Almost three million viewers watched the opening match of the European Football Championship on July 6th. The quota race won a repeat of the ZDF thriller “Die Toten von Salzburg”. At least since the entry of the German soccer players into the tournament, the audience has been on course for the EM: The 4-0 in the first group game against Denmark already interested 5.95 million, with the final round the value scratched the ten million mark, to the semifinals against France to achieve the highest reach of a women’s European Championship game on German television to date: 12.187 million, which means that half of all viewers watched football on Wednesday. And on Sunday, ARD will broadcast the final between Germany and England from 5:30 p.m. There will be a new record quota, for sure.
The crucial question for women’s football is: is this interest only temporary or is it permanent? National coach Martina Voss-Tecklenburg said before the European Championships: It’s nice that the media are willing to look at us, at least temporarily.” She hopes that will remain a bit more sustainable.
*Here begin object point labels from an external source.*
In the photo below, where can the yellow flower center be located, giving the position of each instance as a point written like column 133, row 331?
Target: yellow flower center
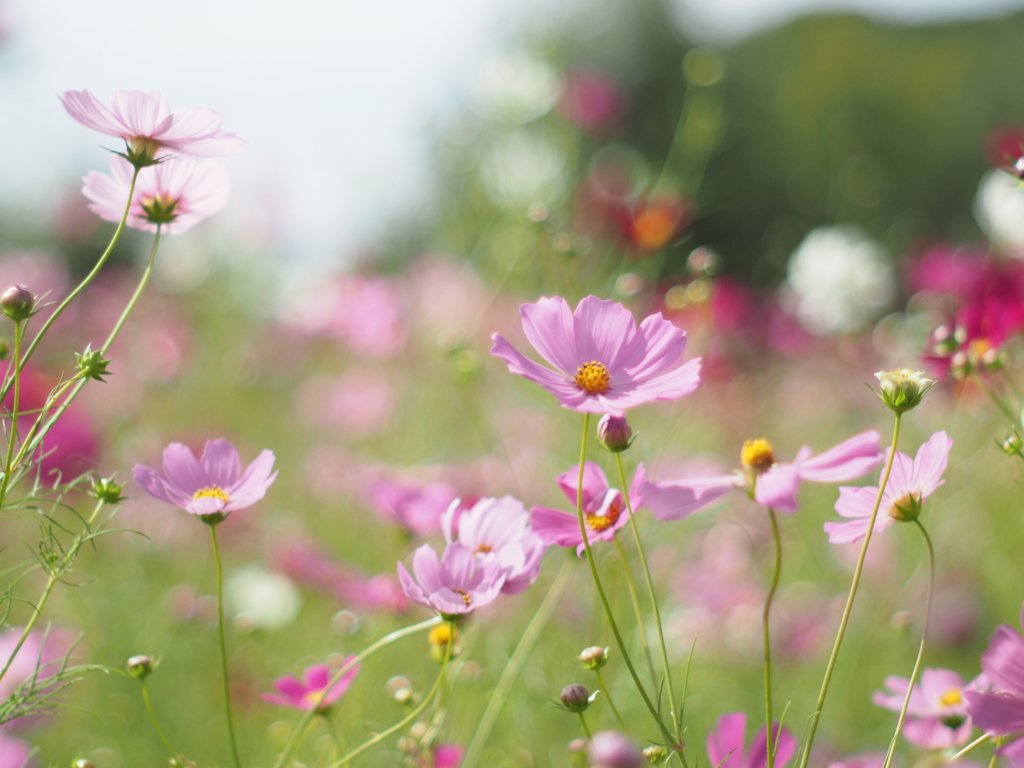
column 757, row 455
column 593, row 378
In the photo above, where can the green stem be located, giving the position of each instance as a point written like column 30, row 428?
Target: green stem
column 816, row 716
column 653, row 601
column 768, row 600
column 307, row 717
column 156, row 723
column 223, row 646
column 406, row 720
column 515, row 663
column 921, row 648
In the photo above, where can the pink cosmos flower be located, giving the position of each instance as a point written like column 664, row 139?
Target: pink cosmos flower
column 499, row 529
column 302, row 694
column 212, row 486
column 145, row 123
column 455, row 585
column 604, row 364
column 727, row 744
column 174, row 195
column 774, row 484
column 910, row 482
column 603, row 509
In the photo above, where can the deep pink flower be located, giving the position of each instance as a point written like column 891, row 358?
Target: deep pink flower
column 175, row 195
column 212, row 486
column 145, row 123
column 302, row 694
column 775, row 486
column 603, row 509
column 604, row 364
column 727, row 744
column 454, row 585
column 499, row 529
column 910, row 482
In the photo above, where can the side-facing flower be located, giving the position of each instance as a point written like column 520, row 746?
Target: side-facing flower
column 214, row 485
column 768, row 483
column 499, row 529
column 303, row 694
column 603, row 363
column 603, row 509
column 455, row 585
column 175, row 195
column 910, row 483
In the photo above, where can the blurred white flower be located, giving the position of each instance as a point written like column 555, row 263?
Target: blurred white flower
column 260, row 599
column 841, row 280
column 998, row 208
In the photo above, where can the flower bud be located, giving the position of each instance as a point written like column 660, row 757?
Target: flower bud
column 594, row 657
column 140, row 667
column 17, row 302
column 902, row 389
column 613, row 432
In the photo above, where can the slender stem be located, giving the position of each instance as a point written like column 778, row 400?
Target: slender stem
column 600, row 588
column 515, row 663
column 677, row 720
column 406, row 720
column 156, row 723
column 297, row 732
column 611, row 704
column 223, row 646
column 921, row 648
column 769, row 732
column 636, row 607
column 813, row 724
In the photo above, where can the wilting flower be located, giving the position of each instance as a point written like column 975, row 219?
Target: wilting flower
column 174, row 195
column 212, row 486
column 454, row 585
column 770, row 484
column 145, row 123
column 910, row 482
column 727, row 744
column 604, row 364
column 303, row 694
column 499, row 529
column 603, row 509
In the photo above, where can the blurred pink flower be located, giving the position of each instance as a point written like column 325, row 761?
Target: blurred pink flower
column 302, row 694
column 174, row 195
column 212, row 486
column 910, row 483
column 603, row 509
column 145, row 123
column 604, row 364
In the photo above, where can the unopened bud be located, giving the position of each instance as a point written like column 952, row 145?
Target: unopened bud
column 613, row 432
column 17, row 302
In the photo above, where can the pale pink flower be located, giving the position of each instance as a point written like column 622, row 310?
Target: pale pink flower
column 603, row 363
column 604, row 509
column 775, row 485
column 145, row 123
column 175, row 195
column 910, row 482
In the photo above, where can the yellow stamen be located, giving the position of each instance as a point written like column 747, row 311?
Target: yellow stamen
column 593, row 378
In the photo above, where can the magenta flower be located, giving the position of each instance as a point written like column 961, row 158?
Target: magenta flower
column 603, row 509
column 212, row 486
column 727, row 744
column 499, row 529
column 603, row 363
column 303, row 694
column 455, row 585
column 769, row 483
column 174, row 195
column 145, row 123
column 910, row 482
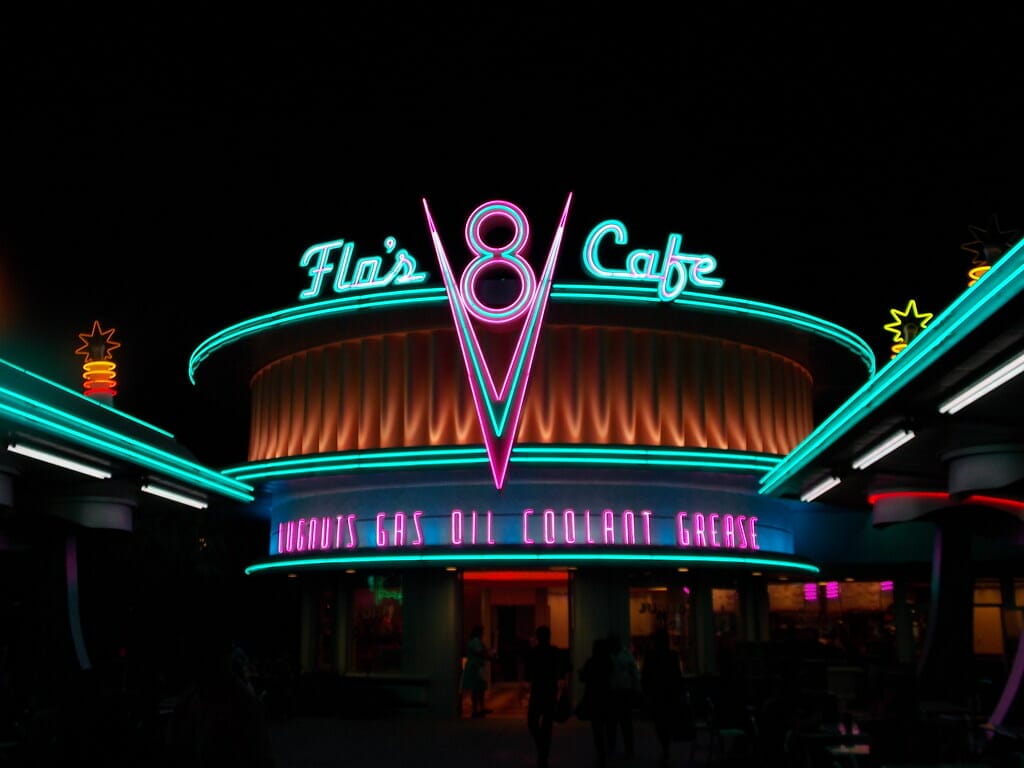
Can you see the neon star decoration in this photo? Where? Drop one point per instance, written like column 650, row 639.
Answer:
column 98, row 370
column 498, row 409
column 905, row 326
According to its football boss Mario Nauen, the pay-TV broadcaster Sky wants to try to get the TV rights to the women’s Bundesliga. “I have already indicated that we are interested and that we want to position ourselves more broadly, especially as far as women’s football and women’s sports are concerned,” he said on Tuesday. At the same time, Nauen emphasized that Sky would “not do any economically wild things”. From this season onwards, Sky will be showing the women’s DFB Cup in full (in 2021/22 Sky only broadcast one game live per round) and games from the English Women’s Super League.
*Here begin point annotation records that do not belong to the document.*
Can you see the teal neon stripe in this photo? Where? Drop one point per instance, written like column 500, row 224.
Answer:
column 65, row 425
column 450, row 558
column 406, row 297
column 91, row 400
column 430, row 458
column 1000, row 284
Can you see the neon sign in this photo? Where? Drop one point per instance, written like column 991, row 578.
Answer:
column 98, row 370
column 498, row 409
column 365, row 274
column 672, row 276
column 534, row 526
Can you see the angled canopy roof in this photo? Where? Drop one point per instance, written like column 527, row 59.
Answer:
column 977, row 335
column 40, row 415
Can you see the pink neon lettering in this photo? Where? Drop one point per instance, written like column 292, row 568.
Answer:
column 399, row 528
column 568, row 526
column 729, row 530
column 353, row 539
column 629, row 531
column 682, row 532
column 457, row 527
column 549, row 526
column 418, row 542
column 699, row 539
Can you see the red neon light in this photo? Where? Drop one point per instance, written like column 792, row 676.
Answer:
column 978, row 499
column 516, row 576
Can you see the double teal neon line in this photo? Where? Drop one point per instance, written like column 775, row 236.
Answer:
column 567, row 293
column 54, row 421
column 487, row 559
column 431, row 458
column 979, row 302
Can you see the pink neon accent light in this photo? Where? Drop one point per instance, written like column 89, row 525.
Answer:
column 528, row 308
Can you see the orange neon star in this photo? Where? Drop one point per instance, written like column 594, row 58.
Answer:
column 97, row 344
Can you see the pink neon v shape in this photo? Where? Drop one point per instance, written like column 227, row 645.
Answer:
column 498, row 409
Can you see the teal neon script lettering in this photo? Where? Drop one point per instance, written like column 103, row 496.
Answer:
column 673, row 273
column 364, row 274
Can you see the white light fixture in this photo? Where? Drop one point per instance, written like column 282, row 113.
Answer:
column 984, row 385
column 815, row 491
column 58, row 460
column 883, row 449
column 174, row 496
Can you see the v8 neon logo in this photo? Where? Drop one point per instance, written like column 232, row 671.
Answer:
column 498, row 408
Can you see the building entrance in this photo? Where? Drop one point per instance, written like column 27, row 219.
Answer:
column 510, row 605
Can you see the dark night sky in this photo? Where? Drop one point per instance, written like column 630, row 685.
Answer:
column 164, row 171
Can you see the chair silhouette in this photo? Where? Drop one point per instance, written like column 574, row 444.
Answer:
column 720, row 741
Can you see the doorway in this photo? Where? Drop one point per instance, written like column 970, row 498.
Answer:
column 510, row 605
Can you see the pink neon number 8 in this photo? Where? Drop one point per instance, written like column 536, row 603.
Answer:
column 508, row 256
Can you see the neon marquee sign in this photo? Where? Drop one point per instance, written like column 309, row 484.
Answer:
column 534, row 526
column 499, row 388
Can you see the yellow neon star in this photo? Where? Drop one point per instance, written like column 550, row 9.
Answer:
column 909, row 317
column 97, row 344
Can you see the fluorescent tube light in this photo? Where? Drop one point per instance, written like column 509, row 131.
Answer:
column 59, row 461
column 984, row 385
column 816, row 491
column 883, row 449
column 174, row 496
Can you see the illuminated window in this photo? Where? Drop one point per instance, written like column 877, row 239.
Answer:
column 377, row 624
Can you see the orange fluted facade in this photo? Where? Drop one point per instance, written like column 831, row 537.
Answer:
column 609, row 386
The German Football Association (DFB) announced on Monday that it would transfer the media rights to the women’s Bundesliga and the men’s 3rd division via its subsidiary DFB GmbH
Are game reports in the ARD “Sportschau” or in the “Aktuelle Sport-Studio” of the ZDF conceivable about the women’s Bundesliga? It is conceivable, but whether the institutions will open the programs for this is by no means certain. It is clear to everyone involved that the outstanding ratings of the European Championship are due to the event character of the tournament, the success of the German team and a regular program that focuses more on repetition than on the spectacular premiere in the summer weeks.
And then there is the question of whether the male audience will still show the same interest as in the weeks of the European Championship tournament when the men’s Bundesliga starts again? So less Dortmund, Bavaria, Leipzig in the TV picture and more Wolfsburg, Potsdam, Munich? The broadcasters follow the interest in the demand medium television, if there is no interest, the broadcasters stay away from the places.
In the current phase of euphoria, it must not be overlooked that women’s football continues to be met with skepticism, especially from male fans. For example, the Twitter accompaniment of the ZDF commentator Claudia Neumann. “When will ZDF learn that a football game should be commented on by two people. Claudia Neumann alone is a severe punishment. The comparison with the “Obi kit” was just the accolade for a bad commentator,” tweeted one. Another: “Sorry, but Claudia Neumann is also a disaster when it comes to women’s football in terms of football competence and her expression and her German are somewhere between unworthy and embarrassing.” Those are the harmless quotes. And ZDF’s reaction was also somewhat half-hearted: “We are convinced of Claudia Neumann’s competence. Claudia Neumann has been at home in live football for years and, in addition to her professional competence, brings a considerable amount of experience with her.”
Of course, these statements say little or nothing about the success of women’s football on television. But the European Championship is a holiday, the Bundesliga is everyday life.